The safe-haven Franc experienced minimal movement as the morning progressed, largely unaffected by the publication of Switzerland’s real estate index for family homes.
The Swiss Franc exchange rate was in the region of 0.9341 against the US Dollar as of 12:35 GMT
In recent days investors have been focused on Japan and the G-20 summit. After the group of 20 finance ministers and central bank heads refrained from criticising the Bank of Japan’s decision to double monthly bond purchases (a course of action which led to the Yen weakening by over 5.5 per cent) the Yen’s tumble continued.
Meanwhile, achieving Italian political stability came a step closer on Saturday following the re-election of the nation’s President. The Euro was bolstered as a result, causing the Swiss Franc to post a slight decline against its common currency rival.
Over the weekend Thomas Jordan, Chairman of the Swiss National Bank, asserted that in light of recent global economic setbacks the Franc’s exchange rate cap remains essential.
Economist Reto Huenerwadel supported this position, stating: ‘This is clearly not the time to look for an alteration of the Swiss National Bank’s monetary framework anytime soon.
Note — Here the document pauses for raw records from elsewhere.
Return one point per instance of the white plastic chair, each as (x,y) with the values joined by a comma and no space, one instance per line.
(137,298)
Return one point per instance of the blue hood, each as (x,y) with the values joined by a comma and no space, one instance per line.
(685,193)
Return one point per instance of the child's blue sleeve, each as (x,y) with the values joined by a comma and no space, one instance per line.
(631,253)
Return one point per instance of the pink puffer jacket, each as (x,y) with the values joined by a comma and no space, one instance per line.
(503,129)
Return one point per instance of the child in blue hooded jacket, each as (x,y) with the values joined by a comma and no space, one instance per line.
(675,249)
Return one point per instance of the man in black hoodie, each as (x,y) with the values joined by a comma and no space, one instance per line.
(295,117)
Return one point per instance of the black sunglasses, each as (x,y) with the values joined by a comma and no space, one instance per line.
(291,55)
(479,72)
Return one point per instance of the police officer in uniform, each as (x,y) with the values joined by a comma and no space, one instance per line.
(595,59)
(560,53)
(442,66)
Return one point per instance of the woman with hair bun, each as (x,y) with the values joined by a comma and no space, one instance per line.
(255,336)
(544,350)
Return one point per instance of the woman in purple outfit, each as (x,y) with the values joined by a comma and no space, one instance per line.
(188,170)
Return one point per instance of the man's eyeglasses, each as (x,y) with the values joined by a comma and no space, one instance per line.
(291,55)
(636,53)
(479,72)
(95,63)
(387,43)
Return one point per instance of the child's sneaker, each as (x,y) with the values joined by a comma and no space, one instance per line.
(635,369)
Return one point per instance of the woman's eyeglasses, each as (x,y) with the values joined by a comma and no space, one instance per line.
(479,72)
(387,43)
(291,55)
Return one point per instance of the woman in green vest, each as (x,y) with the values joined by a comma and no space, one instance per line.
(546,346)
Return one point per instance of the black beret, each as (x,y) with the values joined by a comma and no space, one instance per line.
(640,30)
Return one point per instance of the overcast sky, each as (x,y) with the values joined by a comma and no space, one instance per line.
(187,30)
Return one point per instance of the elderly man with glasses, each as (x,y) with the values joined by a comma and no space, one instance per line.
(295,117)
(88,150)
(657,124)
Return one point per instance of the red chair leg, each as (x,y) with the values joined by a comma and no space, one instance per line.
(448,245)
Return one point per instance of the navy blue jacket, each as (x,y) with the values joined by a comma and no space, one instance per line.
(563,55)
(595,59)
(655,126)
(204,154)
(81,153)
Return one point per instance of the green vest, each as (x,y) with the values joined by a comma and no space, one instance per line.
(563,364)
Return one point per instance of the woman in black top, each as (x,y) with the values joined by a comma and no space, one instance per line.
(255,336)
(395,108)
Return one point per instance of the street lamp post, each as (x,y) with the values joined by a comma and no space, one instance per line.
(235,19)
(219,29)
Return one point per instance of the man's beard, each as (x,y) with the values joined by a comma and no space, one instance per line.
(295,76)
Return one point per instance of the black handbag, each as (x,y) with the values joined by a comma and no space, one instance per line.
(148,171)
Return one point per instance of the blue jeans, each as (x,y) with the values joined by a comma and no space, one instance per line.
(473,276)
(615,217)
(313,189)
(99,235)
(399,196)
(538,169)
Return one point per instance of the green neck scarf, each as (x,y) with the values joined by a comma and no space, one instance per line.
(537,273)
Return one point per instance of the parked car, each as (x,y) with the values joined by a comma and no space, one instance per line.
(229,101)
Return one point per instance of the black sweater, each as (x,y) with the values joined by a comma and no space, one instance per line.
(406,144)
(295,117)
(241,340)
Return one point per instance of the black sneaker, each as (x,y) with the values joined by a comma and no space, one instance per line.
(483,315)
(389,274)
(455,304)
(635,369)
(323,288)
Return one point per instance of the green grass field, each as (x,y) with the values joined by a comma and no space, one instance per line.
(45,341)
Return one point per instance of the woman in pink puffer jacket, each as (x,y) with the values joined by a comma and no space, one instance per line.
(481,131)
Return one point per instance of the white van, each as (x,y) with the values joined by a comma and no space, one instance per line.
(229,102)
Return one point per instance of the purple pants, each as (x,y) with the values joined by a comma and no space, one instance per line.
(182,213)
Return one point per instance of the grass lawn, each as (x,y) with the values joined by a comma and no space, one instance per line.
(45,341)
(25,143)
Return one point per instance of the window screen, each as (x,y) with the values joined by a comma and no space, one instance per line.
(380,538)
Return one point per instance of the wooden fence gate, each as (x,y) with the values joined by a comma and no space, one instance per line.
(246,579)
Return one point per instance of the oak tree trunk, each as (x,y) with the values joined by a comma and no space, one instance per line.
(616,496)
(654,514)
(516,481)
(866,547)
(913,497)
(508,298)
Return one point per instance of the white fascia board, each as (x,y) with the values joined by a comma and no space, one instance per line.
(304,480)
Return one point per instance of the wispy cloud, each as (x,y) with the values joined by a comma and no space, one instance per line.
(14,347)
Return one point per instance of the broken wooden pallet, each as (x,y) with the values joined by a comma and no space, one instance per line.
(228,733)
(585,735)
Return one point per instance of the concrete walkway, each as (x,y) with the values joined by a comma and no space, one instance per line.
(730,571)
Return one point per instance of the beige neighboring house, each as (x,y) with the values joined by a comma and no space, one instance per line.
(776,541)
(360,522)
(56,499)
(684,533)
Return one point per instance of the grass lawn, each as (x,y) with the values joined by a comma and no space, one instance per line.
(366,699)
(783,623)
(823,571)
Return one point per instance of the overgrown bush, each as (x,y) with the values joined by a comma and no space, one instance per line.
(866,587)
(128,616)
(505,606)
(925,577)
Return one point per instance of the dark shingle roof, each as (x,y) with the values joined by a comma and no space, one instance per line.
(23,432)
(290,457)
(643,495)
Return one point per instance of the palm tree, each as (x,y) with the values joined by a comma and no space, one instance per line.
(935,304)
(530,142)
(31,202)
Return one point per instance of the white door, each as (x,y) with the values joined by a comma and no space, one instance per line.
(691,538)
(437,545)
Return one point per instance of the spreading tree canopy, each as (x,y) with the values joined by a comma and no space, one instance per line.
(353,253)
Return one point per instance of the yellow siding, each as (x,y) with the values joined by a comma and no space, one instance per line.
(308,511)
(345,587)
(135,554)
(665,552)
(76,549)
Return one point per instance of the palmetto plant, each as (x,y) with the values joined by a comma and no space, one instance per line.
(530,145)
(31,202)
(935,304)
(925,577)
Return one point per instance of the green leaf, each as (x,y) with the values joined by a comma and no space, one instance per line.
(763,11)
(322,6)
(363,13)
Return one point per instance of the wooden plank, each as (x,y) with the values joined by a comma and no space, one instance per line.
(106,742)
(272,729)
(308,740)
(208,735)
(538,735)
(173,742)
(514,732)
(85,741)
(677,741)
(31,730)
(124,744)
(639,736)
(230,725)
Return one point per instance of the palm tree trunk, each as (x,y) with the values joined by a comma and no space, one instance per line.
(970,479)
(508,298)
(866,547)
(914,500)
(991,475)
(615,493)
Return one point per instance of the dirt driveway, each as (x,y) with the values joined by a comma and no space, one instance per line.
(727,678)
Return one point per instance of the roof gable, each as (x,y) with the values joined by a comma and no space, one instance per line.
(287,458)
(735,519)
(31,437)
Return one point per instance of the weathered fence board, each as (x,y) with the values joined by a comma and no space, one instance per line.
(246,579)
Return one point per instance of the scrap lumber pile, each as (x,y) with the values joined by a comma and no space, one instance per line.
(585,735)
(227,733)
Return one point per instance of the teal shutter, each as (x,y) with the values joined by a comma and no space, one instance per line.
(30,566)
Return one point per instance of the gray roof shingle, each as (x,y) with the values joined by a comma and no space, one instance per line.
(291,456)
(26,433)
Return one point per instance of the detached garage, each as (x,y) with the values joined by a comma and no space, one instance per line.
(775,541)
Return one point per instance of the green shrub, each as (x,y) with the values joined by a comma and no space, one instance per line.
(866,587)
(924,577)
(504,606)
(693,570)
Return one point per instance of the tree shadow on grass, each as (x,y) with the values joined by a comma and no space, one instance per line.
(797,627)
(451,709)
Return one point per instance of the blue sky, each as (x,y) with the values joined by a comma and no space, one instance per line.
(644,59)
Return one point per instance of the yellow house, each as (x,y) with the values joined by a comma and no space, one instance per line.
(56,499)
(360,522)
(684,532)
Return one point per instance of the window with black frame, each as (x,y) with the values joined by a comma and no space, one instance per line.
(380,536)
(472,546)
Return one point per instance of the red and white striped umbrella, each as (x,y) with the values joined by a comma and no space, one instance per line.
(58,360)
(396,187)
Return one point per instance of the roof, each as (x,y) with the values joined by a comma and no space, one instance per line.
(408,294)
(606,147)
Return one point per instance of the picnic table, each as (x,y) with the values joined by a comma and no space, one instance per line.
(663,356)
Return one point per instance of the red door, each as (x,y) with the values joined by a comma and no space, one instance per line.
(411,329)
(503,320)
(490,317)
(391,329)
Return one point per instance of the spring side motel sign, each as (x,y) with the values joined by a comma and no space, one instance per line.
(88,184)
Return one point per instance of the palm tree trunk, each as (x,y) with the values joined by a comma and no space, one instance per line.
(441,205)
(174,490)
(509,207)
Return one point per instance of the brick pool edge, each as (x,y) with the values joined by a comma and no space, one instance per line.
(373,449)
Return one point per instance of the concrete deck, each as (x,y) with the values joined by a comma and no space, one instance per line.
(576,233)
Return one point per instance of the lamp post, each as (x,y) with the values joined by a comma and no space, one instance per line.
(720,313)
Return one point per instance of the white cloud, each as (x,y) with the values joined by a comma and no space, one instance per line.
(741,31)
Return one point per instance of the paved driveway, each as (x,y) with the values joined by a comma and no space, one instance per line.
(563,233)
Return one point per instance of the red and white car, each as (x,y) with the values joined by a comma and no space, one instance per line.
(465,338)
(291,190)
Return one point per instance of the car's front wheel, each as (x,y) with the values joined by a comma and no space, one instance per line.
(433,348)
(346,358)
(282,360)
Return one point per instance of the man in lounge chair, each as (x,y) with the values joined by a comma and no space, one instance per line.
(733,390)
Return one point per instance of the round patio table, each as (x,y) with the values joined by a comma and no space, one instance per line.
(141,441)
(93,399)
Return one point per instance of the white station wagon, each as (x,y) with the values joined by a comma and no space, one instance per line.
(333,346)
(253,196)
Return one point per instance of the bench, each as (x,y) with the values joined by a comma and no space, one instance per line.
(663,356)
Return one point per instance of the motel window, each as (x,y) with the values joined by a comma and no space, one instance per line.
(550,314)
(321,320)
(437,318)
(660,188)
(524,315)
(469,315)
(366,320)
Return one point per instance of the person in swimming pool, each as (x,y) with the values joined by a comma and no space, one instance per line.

With the weekly update on the overall CHF sight deposits at the SNB likely to see an incremental change once again, the data suggest that any such assessment is widely accepted by market participants around the globe.’
However, the Franc is likely to experience notable movement as the week progresses following the publication of several pieces of volatile economic data, not least tomorrow’s German PMI figures and Wednesday’s IFO monthly business survey.